By 1976, a Democrat president went one further, as PBS recounted: “Noting that several states had already decriminalized marijuana, Jimmy Carter campaigns in favor of relinquishing federal criminal penalties for possession of up to one ounce of marijuana. Carter’s drug czar, Dr. Peter Bourne does not view marijuana, or even cocaine, as a serious public health threat.”
Isn’t it curious that two presidents from different parties but who are both routine targets of character assassination actually agreed on a matter that is of critical importance?
The GOP could rethink the War on Drugs, and if one message would resonate with the real minority in the U.S.—those outside the political class and those who aren’t wealthy, regardless of skin color—consider the tax money we would save by refusing to imprison people who pose no threat to society.
Why not consider compensation to society rather than imprisonment? Isn’t this a domestic human rights issue?
Statute reform when it comes to nonviolent crime should be top of the list for Republicans and libertarians in future elections. Too many lives have been ruined because a person made a lousy choice and happened to get caught. Note I am making a case only for nonviolent offenders who don’t harm someone’s body or property.

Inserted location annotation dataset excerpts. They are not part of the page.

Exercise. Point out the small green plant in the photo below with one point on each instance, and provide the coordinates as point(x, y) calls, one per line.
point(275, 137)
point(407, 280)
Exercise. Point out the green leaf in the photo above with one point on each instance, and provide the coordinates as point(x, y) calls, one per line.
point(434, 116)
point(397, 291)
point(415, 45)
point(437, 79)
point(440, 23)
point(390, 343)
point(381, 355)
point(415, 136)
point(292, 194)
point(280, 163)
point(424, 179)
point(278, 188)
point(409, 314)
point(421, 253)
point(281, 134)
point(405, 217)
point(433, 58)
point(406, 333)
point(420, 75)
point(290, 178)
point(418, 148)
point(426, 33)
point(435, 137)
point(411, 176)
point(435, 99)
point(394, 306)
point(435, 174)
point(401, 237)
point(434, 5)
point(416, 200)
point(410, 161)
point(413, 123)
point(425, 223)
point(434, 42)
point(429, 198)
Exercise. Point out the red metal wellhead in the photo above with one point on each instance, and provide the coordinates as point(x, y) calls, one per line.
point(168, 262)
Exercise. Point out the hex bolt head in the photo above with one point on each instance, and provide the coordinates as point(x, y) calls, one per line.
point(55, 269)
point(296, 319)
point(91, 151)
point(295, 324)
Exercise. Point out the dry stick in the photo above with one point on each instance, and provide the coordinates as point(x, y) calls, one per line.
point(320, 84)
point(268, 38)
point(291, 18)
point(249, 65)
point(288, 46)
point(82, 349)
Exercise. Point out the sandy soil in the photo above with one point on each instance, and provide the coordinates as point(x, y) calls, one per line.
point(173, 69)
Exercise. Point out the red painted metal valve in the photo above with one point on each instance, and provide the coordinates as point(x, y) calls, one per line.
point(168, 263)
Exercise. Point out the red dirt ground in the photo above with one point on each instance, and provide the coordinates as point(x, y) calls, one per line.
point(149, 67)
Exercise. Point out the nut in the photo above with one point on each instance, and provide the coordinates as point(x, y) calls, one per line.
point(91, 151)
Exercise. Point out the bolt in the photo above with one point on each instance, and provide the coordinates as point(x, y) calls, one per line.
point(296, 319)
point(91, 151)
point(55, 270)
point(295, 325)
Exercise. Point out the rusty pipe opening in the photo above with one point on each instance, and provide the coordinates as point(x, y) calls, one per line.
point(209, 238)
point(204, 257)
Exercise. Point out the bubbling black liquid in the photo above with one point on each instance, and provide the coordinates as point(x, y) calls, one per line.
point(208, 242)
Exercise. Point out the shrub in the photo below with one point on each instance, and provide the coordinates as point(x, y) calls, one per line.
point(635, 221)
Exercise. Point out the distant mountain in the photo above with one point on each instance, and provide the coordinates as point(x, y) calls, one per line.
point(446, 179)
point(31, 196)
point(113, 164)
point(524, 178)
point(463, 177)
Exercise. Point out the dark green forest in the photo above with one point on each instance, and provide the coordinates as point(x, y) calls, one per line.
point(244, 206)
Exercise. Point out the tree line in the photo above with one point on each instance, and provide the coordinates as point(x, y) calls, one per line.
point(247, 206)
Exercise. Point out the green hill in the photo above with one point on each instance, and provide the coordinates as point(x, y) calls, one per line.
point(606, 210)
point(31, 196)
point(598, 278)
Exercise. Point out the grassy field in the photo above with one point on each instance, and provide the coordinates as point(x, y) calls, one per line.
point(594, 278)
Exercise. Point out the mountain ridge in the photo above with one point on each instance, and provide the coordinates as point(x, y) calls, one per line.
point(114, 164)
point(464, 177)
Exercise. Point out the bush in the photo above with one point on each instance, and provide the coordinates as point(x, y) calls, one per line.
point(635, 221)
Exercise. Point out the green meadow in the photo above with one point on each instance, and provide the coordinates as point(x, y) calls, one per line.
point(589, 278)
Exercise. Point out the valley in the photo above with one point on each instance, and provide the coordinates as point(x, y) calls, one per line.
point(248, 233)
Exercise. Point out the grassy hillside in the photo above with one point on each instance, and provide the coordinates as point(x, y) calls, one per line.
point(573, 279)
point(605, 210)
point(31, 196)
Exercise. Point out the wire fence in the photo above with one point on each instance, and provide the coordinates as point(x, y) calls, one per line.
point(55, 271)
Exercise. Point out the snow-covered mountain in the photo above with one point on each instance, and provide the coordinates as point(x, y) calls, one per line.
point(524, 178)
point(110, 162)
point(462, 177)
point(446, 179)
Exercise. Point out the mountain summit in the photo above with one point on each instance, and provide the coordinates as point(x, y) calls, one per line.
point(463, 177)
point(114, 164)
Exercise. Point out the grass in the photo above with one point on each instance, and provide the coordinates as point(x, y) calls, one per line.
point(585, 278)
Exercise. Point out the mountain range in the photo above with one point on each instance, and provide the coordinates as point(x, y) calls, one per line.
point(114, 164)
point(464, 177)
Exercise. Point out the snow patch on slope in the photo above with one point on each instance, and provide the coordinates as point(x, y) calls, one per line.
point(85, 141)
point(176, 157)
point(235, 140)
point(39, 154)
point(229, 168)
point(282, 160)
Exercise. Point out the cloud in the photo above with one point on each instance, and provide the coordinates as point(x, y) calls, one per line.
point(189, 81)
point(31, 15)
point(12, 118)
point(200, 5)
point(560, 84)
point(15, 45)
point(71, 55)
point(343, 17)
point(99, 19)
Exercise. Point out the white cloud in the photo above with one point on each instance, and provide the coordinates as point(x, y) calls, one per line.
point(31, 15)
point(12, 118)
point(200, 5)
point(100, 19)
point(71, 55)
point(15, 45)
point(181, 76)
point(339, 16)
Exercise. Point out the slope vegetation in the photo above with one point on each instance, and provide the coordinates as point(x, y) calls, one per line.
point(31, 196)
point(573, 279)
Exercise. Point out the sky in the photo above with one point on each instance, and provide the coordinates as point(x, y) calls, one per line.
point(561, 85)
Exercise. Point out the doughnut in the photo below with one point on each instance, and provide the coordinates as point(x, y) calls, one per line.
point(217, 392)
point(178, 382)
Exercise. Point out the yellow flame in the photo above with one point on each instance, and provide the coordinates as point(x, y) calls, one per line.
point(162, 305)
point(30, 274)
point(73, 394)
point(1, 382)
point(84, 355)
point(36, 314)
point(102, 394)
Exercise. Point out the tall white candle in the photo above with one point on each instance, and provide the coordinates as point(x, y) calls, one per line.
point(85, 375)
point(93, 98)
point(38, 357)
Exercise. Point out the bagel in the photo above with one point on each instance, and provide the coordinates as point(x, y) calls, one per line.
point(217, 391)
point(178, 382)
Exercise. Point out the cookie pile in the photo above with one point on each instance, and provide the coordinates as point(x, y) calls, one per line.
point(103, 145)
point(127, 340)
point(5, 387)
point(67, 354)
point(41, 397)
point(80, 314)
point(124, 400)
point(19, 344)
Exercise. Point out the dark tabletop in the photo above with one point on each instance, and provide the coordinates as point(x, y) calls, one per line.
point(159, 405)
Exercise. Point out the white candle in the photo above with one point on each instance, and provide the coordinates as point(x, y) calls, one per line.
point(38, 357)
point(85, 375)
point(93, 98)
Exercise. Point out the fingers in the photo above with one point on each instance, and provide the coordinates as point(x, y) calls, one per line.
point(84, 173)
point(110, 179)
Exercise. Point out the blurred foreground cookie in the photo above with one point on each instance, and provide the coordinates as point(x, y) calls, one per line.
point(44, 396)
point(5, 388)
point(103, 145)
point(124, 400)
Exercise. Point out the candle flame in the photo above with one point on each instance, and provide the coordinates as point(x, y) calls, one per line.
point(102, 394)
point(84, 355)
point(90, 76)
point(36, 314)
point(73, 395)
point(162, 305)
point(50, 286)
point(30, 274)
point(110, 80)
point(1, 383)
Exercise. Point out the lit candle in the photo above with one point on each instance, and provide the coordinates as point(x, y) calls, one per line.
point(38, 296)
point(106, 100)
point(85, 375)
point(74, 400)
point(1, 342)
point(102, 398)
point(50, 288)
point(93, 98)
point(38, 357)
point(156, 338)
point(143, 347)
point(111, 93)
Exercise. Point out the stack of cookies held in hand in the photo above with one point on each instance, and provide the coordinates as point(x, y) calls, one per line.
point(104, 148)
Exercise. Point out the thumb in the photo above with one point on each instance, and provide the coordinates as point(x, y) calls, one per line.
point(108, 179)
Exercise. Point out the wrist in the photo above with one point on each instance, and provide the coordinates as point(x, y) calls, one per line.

The day will come when it will be necessary to allocate law enforcement and criminal justice resources in a manner that addresses violent crime. We cannot continue to grow federal, state, and local budgets with no end in sight.
If the GOP and libertarians really believe in individual rights, in limits on the power to search (4th amendment, U.S. Constitution), on limits on “cruel and unusual punishment” (8th amendment), and in individual liberty, statute reform should be a natural issue for candidates to address. At present, laws and often harsh sentences are applied only to those without wealth and power, or in the matter of our immigration system, those without political appeal.
Where, exactly, is the justice in that?